Deduplication is a special case of compression, where the alphabet is chunks (rather than characters or bits). It maps a sequence of input chunks to a sequence of output chunks with uniform PDF (ie, all chunks occur with equal frequency 1/n, namely chunks are unique).

Yes, there is information leakage with deduplication, under the threat model described above.

The relevance of this threat model is subjective (and in my view not applicable to most users). Restic, however, should account for broad set of threat models.

I suggest adhering to design guidelines set by the Restic’s founder:

Security should be a first class citizen, and will be increasingly important in cloud computing moving forward
Restic does not have to account for all use cases. Do few things and well, a la Wireguard
Restic should not provide the option of no encryption (or encryption with a dummy password)
Restic should be careful of software supply chain attacks (Go is a good choice here).
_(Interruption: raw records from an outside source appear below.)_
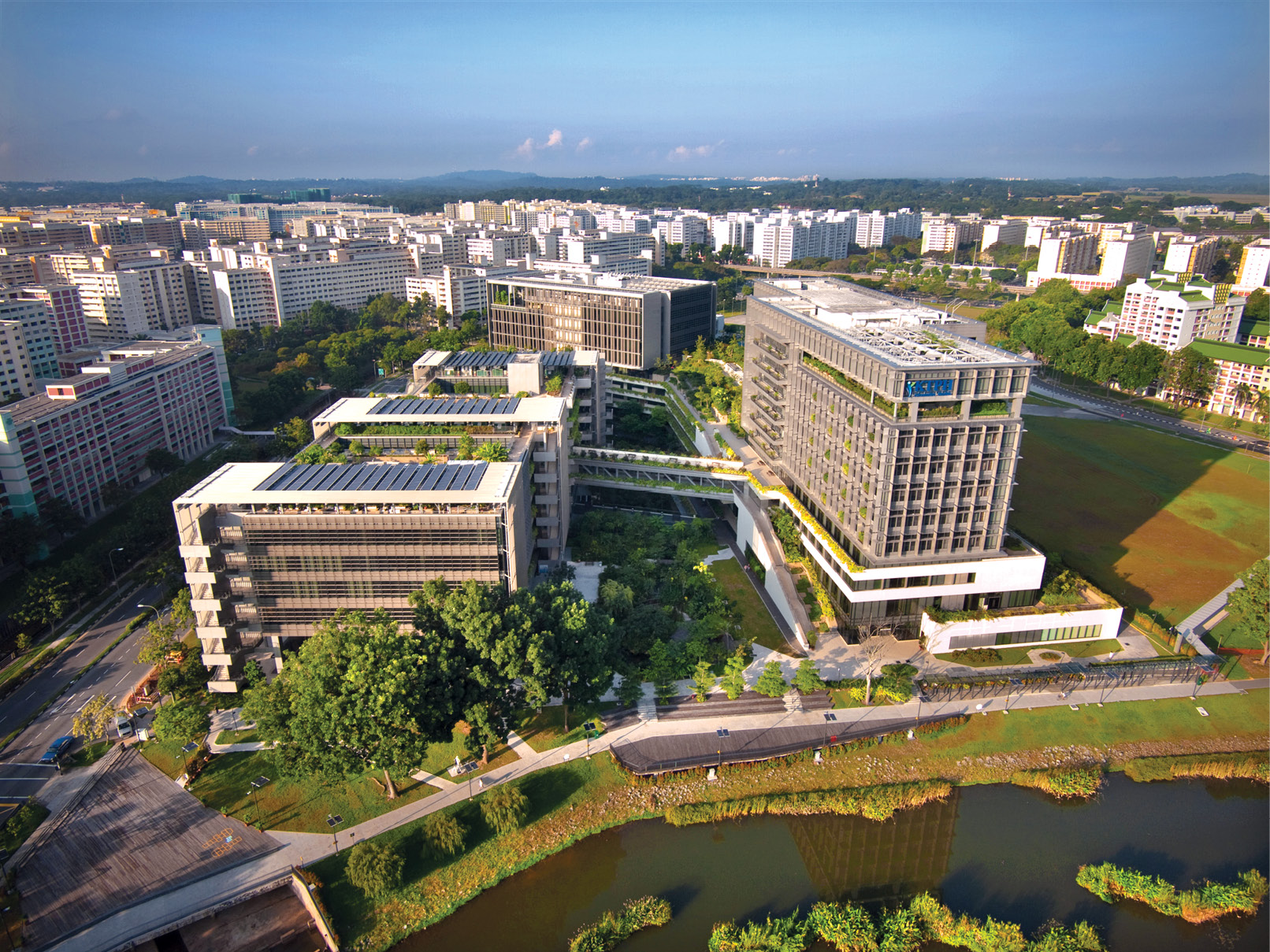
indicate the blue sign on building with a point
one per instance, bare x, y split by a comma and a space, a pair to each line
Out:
929, 387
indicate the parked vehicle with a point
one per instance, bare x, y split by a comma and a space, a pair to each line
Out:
56, 749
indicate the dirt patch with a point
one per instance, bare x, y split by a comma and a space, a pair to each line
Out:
1152, 520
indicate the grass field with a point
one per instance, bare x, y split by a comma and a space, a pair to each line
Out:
441, 755
756, 621
286, 804
582, 798
545, 730
1153, 520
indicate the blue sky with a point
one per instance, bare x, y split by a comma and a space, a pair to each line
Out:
111, 91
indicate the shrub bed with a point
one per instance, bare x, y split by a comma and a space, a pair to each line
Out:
1211, 900
874, 802
618, 927
1064, 783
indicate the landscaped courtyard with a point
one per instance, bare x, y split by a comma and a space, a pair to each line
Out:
1153, 520
756, 622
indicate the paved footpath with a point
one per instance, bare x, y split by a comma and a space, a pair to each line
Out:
303, 848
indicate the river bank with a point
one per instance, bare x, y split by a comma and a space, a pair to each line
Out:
583, 798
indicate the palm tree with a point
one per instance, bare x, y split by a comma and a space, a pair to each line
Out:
1242, 395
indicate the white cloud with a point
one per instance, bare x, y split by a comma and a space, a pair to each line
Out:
529, 147
684, 153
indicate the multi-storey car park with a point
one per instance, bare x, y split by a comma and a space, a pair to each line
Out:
272, 549
97, 427
901, 441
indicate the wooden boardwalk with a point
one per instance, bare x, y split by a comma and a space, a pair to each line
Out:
131, 834
680, 752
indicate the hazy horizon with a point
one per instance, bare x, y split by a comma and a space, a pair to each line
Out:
116, 91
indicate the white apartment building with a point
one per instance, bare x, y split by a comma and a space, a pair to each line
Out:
39, 332
941, 235
736, 228
16, 376
458, 288
784, 238
685, 230
1072, 255
1241, 372
582, 248
1164, 311
1068, 253
1004, 232
69, 328
1190, 254
878, 228
304, 272
1253, 267
134, 298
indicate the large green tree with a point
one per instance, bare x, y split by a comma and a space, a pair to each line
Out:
360, 695
1250, 606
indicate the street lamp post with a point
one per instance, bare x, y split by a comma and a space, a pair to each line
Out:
255, 794
111, 557
334, 820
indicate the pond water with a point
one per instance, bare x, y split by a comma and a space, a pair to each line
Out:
996, 850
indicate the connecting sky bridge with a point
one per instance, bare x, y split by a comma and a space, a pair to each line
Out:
653, 472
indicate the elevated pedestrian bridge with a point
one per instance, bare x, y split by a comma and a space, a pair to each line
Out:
703, 477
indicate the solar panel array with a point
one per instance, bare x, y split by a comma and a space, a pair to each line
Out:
376, 477
451, 406
500, 358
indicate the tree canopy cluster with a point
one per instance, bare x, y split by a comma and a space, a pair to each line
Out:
336, 346
654, 585
1050, 324
365, 693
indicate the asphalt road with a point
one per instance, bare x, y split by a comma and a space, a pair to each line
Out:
114, 676
1114, 410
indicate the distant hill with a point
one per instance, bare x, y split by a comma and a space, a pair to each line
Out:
429, 193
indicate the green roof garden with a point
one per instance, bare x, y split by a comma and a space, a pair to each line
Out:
1232, 353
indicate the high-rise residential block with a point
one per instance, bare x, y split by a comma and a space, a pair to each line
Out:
97, 427
1172, 313
1253, 267
1190, 254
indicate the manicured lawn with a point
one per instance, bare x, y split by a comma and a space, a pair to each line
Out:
1175, 719
756, 621
545, 730
1153, 520
441, 757
89, 753
242, 736
1226, 635
166, 755
1019, 655
299, 805
22, 824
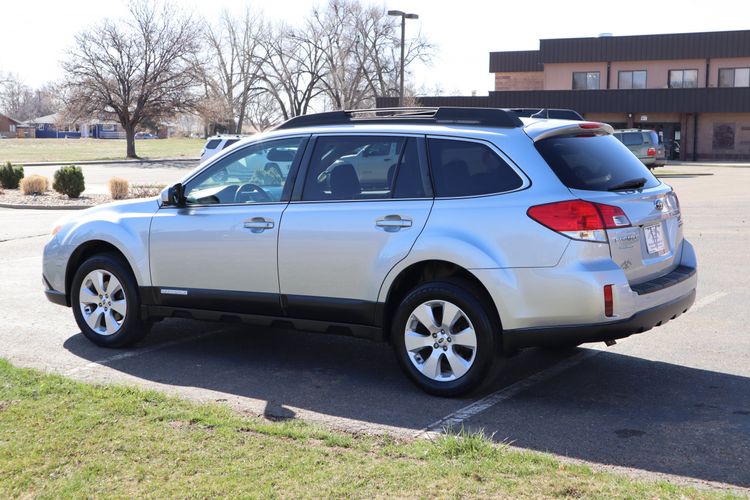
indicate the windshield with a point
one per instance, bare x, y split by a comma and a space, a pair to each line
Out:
593, 163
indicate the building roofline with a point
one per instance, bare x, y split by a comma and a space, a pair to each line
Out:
702, 45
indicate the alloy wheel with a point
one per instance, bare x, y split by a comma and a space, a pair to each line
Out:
440, 340
103, 302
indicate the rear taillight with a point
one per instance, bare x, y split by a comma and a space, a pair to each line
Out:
609, 305
578, 219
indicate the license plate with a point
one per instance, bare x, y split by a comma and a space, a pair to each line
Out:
654, 238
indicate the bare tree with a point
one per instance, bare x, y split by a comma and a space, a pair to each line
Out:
136, 70
292, 69
234, 61
362, 47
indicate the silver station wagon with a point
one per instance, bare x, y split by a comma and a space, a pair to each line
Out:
475, 233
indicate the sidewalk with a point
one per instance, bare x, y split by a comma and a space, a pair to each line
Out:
107, 162
97, 174
676, 163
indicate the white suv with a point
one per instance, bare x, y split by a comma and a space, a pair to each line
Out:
484, 234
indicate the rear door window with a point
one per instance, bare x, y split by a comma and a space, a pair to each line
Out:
463, 168
364, 168
596, 163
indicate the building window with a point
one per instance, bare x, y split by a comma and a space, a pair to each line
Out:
683, 78
723, 136
586, 80
632, 79
734, 77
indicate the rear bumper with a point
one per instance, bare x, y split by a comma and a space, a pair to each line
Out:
578, 334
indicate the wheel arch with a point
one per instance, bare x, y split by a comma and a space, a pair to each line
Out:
432, 270
83, 252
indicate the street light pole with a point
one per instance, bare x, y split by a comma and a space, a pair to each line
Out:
404, 16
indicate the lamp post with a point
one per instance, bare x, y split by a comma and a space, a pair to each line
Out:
404, 16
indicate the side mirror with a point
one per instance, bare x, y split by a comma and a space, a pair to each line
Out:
173, 195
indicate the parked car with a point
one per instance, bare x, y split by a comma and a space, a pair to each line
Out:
491, 234
218, 143
646, 145
674, 150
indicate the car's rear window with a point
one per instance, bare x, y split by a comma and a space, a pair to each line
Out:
596, 163
632, 138
654, 137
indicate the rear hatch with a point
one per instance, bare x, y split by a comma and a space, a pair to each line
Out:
597, 168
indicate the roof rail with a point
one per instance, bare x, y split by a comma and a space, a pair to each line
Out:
492, 117
561, 114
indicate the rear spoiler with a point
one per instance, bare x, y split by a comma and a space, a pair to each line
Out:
544, 130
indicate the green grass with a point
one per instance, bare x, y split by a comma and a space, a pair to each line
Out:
40, 150
60, 438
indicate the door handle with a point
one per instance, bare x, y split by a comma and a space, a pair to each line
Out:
393, 222
257, 224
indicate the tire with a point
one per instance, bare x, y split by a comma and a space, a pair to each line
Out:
454, 367
107, 320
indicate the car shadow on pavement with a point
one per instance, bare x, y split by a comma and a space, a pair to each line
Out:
610, 409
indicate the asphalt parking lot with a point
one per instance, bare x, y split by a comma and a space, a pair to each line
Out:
672, 401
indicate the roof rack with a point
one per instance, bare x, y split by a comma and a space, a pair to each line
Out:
562, 114
492, 117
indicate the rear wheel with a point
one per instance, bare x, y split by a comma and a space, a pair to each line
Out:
105, 301
444, 338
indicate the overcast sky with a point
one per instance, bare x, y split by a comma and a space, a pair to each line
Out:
36, 34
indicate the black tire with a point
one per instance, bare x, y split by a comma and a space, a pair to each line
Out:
485, 326
132, 328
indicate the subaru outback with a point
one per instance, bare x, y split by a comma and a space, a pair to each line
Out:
487, 233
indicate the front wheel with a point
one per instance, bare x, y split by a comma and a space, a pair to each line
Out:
444, 338
105, 302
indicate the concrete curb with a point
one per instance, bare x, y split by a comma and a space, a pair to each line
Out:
45, 207
103, 162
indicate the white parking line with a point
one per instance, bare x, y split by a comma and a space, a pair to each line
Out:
469, 411
139, 352
708, 299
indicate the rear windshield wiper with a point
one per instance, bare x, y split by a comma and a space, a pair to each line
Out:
631, 184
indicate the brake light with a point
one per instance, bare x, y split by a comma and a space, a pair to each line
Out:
609, 306
579, 219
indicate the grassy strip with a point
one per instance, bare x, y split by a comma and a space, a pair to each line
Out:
39, 150
62, 438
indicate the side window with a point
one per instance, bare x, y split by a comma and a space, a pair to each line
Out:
462, 168
363, 168
253, 174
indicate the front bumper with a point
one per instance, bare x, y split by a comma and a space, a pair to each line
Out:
578, 334
53, 295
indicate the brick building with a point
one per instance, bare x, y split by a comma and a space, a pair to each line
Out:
693, 87
8, 126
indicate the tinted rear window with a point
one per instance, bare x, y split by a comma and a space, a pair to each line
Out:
462, 168
632, 138
593, 163
654, 137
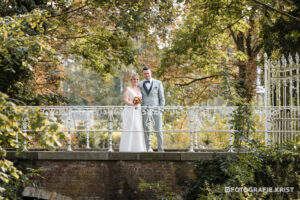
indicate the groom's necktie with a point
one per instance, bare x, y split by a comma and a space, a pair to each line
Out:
146, 88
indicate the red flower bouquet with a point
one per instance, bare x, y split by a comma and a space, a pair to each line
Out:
137, 100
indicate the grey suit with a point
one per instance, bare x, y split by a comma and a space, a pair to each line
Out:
154, 97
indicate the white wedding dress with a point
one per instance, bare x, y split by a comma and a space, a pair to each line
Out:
132, 139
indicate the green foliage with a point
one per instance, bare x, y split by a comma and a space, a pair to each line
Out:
263, 168
160, 189
12, 120
22, 47
283, 36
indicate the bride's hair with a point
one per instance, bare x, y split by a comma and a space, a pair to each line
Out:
134, 75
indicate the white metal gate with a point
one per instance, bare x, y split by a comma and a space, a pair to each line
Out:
282, 84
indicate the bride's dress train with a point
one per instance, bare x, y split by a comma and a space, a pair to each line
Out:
132, 139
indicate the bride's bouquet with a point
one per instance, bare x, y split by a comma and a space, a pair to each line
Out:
137, 100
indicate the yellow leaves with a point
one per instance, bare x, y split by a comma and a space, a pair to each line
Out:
241, 56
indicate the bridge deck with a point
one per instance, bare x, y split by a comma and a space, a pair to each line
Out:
110, 156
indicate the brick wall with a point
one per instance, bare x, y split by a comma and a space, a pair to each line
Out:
109, 179
94, 175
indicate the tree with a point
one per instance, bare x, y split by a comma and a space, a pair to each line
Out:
216, 37
97, 34
12, 119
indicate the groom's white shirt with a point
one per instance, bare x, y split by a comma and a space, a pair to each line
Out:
148, 85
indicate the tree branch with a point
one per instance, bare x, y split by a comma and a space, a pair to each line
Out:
276, 10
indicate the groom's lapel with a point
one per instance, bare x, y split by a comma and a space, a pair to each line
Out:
145, 88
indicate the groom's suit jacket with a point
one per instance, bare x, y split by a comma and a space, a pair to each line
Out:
154, 97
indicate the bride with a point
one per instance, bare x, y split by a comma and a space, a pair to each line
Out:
132, 139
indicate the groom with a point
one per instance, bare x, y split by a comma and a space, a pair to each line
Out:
153, 95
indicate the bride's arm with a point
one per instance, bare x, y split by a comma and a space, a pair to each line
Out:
125, 97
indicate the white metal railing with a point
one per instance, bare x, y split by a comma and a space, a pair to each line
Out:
277, 128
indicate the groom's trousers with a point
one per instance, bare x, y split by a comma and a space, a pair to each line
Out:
157, 117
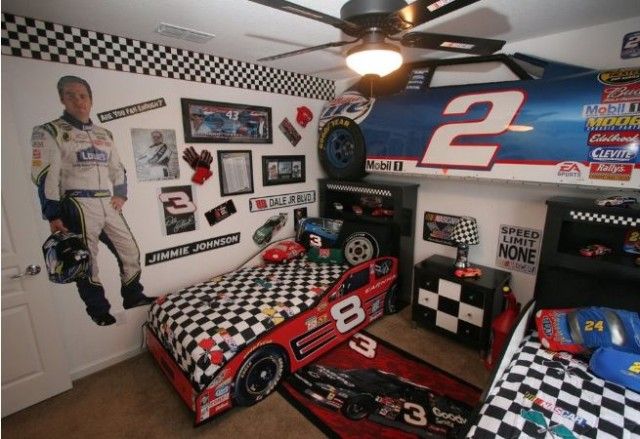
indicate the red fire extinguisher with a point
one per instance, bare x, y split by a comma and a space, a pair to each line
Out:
501, 326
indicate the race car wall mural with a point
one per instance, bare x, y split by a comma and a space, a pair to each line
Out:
550, 123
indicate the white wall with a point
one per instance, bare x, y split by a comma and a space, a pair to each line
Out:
29, 93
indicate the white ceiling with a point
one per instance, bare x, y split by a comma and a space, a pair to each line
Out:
247, 31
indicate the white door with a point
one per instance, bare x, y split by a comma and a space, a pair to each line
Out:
34, 362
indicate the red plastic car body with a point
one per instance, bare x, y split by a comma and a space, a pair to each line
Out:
283, 251
468, 272
594, 250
Governments and groups are turning to this approach

At the end, do we need compression with cheap storage and falling prices? I can’t tell.

How many lines of code, software complexity and repository fragility is it going to introduce?

MichaelEischer · September 26, 2021, 8:42pm

You might want to look at the threat model at References — restic 0.16.3 documentation . As the information leak we’ve discussed is already caused by deduplication, I don’t see a reason not to compress blobs in the repository as this won’t add a new information leak.

Compression should help a lot with the size of the metadata, my guess would be at least a factor 2 or 3.

Nev · September 27, 2021, 5:57am

I think @fd0 has pretty clearly spoken about the project’s conclusions in this area, after long previous discussions in Github: yes, to optional compression, when resources are available.

This thread is very clearly defined (both by the OP and subsequent bumps) as a request for a status update, and an additional request for whether there are alternative ways that users can support the development of this feature.

Personally, I’d be interested to hear an authoritative answer to these questions when the time is right.

I wonder therefore why every compression-status question seems to get diverted into a discussion on attacks? How about people interested in that start a new thread on the issue, and leave this one for its intended purpose, or unanswered (if the devs have nothing to say right now)?

kwinsch · January 20, 2022, 6:59am

Thank you @Nev for the conclusion. At my side, there are new use cases, that greatly reduce cost, if compression would be available. I think we should remind us, that this is an open source project and developers spending probably some free time to code, which is much appreciated! Because I would spend less in cloud storage, if the feature would be available, I consider spending some money to get it done. Would it be possible to set up a bounty-program for such things? I would start with adding $200 USD to the pot.

There are several things I would like to see. I think a lot can be learned from the ZFS approach, which is not good, but great.

They can use different compression methods and levels per block.
They have an early abort mechanism for blocks that do not compress well

So text files and other uncompressed stuff get always compressed. If the fs is encountering an LZMA stream, it early aborts and just store it as it is. They are also in the process to implement adaptive compression level. If the system can handle higher levels without slowdown, do it, else reduce the compression unless forced by the user. So every user can decide if they want to sacrifice time for size.

Anyway, great software.